第2章 少年時代

第8話 2000年


 ギルドから、少し離れた所にある高級住宅街。


 その一角にステインの屋敷がある。


 帰ると、メイドが迎えてくれる。


 メイドはサヤという名前だった。今年19歳になる。


 長い金髪に青い瞳、巨乳の部類に入るであろう胸、引き締まった腰、細すぎない綺麗な足。


 身長は165㎝ほどだろう。


 黒をベースにしたメイド服に白のエプロン、肩の部分は見えている、いわゆるオフショルダーというやつだった。


 「おかえりなさいませ、ステイン様」


 「ああ、これは金庫に入れておいてくれ」


 「はい」そう言ってステインから大量の金貨を受け取る。


 お気に入りのソファに腰を掛けると、テーブルには既に夕飯の支度がされていた。



 これも、サヤの手作りだ。


 豚肉とサラダ、ワインも置いてある。

 

 ステインは豪快に食べていく。


 絶妙な合間でサヤがワインを注いでくれる。


 ワインを注ぐ時にサヤの胸元がステインの目の前を通るが、ステインは何の反応も示さない。
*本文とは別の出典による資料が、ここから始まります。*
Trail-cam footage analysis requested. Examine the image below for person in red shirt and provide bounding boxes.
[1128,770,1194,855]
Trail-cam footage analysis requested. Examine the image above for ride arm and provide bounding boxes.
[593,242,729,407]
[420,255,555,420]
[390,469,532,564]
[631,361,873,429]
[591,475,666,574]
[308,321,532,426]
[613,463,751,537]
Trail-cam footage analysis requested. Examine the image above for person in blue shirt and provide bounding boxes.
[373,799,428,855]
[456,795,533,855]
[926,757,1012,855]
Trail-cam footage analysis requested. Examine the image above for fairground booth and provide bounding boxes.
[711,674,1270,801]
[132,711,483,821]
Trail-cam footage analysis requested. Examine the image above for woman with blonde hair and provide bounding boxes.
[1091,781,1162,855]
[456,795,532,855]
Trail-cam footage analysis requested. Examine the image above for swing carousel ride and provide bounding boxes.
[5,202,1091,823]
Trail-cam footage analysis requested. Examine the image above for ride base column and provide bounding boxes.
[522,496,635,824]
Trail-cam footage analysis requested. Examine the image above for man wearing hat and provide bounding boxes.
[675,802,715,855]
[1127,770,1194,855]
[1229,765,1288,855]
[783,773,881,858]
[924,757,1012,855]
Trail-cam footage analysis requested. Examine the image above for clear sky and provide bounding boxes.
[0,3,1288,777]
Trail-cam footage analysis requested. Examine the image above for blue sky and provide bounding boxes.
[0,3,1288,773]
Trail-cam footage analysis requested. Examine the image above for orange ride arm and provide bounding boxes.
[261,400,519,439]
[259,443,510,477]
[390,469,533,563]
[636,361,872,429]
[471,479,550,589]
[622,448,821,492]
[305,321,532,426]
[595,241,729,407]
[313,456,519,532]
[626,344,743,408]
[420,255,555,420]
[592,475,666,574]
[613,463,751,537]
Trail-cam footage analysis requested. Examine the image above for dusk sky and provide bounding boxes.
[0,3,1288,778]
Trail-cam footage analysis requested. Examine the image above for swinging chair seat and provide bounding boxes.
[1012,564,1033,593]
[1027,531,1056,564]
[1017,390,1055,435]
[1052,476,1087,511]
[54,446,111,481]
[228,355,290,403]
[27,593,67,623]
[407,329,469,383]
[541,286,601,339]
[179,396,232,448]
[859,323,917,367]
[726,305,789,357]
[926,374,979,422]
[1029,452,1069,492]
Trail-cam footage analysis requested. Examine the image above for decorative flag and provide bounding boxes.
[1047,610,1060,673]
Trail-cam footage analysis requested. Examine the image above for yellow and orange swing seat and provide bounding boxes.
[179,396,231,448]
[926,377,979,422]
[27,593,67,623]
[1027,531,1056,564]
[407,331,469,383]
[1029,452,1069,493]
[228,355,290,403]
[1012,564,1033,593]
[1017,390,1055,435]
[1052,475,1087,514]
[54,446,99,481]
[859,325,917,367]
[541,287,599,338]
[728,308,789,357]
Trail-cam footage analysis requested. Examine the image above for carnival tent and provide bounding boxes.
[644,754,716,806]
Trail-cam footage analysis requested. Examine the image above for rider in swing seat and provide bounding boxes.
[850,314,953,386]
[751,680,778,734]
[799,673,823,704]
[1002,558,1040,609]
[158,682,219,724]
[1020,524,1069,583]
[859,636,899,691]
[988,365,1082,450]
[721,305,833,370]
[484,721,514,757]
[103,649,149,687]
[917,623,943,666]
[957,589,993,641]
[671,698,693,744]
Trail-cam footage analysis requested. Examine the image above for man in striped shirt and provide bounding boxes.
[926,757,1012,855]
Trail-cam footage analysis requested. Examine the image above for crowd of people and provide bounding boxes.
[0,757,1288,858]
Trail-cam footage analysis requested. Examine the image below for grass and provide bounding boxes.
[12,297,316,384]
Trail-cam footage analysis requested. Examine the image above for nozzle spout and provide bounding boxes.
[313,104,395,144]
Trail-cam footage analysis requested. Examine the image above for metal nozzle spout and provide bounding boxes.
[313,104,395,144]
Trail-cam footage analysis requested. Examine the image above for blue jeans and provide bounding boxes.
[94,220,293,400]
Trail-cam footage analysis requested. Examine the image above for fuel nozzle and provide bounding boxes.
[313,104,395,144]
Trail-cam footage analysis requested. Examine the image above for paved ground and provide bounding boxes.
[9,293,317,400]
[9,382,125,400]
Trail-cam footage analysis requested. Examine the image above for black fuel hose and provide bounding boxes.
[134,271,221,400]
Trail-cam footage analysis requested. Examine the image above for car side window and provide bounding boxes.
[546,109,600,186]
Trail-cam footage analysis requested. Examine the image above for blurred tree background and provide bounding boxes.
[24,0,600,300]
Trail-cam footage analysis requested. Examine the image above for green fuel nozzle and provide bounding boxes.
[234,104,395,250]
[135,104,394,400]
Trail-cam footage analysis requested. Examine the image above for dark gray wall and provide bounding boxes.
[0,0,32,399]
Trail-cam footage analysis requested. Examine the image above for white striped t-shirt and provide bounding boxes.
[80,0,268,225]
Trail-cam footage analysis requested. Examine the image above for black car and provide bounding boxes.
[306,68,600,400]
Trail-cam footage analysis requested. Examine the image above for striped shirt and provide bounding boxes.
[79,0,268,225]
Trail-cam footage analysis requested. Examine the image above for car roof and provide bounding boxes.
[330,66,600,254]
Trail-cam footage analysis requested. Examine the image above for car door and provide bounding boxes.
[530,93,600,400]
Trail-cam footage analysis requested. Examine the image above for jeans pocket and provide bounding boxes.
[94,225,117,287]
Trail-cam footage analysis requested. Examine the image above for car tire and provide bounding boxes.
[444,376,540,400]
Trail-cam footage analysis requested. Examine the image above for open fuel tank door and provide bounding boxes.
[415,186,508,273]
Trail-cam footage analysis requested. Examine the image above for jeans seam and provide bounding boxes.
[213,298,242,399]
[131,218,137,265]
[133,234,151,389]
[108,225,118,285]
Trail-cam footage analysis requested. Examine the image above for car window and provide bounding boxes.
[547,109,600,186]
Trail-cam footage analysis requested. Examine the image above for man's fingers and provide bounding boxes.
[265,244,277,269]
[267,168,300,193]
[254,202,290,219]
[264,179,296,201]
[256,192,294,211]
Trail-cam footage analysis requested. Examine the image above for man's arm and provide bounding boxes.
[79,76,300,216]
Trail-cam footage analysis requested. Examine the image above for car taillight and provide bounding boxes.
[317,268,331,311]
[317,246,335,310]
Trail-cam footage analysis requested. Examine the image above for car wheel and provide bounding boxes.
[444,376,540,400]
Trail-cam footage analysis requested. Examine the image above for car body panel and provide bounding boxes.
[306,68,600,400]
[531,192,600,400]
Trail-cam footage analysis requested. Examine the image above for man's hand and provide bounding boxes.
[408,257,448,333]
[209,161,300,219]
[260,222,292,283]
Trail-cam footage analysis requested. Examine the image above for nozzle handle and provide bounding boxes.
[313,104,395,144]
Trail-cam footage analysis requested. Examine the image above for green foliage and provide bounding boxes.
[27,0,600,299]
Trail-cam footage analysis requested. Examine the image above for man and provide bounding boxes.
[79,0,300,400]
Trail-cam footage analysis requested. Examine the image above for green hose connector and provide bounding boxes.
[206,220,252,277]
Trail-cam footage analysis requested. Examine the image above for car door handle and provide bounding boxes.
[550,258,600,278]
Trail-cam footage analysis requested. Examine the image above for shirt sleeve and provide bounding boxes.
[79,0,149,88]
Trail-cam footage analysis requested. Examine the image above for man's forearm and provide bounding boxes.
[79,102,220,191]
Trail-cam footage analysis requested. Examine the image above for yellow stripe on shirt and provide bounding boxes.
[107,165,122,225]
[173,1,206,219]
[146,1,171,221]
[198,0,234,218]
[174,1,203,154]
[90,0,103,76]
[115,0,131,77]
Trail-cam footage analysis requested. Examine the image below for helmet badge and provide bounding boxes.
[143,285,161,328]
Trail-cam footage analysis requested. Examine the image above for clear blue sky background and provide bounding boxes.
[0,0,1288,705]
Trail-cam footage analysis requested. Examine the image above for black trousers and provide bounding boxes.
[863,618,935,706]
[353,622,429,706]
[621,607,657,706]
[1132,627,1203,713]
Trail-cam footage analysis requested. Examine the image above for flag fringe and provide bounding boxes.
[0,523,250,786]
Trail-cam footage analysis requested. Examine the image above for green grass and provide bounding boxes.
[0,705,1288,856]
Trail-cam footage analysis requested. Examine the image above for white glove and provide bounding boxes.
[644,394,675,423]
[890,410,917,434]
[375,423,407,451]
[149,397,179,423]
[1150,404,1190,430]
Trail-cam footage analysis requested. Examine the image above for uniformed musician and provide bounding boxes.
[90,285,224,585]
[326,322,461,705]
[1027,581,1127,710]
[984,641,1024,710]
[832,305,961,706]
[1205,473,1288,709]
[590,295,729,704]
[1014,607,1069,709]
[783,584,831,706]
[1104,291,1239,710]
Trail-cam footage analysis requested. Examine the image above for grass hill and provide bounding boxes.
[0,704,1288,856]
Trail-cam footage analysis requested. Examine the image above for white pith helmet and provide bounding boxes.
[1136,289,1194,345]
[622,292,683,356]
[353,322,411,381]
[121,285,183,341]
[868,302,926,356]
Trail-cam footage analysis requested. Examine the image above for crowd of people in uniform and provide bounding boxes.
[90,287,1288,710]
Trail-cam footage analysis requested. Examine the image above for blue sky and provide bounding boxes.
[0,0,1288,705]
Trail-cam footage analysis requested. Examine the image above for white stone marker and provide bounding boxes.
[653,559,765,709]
 ワインは5杯目になっただろうか、一仕事終わって飲むワインは格別だった。


 少し、酔いが回ってきたようだ。


 ソファに吸い込まれるように意識が遠くなる。





 「グレイ…グレイ…」

 呼ばれて目を覚ますと、目の前には母親がいた。


 まだ若い、30代だろうか。


 父親もいる、そうだ、今日は町のフェスティバルだ。


 町の人々は皆着飾っている。


 町から、唯一冒険者になったデビッドが誇らしげにホバーバイクに乗って凱旋している。


 デビッドのバイクはグレイ少年の目に眩しく見えた。


 将来、デビッドのような冒険者になりたい、そう思えるほど鮮烈な印象を与えた。



 「グレイ、何していたんだよ」


 「トールか、おはよう」


 「おはようじゃねえよ、今日は1年に1回のお祭りなんだぜ?」


 「あ、うん」


 「ほら、カナリアも着飾っているだろ」通りの向こうにいるカナリアを指さした。


 茶色の髪に黒い瞳、髪の毛を腰まで伸ばした幼なじみの少女はワンピースのドレスを着ていた。


 話をしていると、カナリアはグレイとトールのほうまで歩いてきた。


 スカートの裾を持ち上げ、お辞儀をする。


 グレイもトールも少し顔を赤くしていた。


 初恋だったのかもしれない。


 3人で、屋台の方へ歩いて行った。


 飴を食べながら、大道芸人のショーなどを見て過ごす。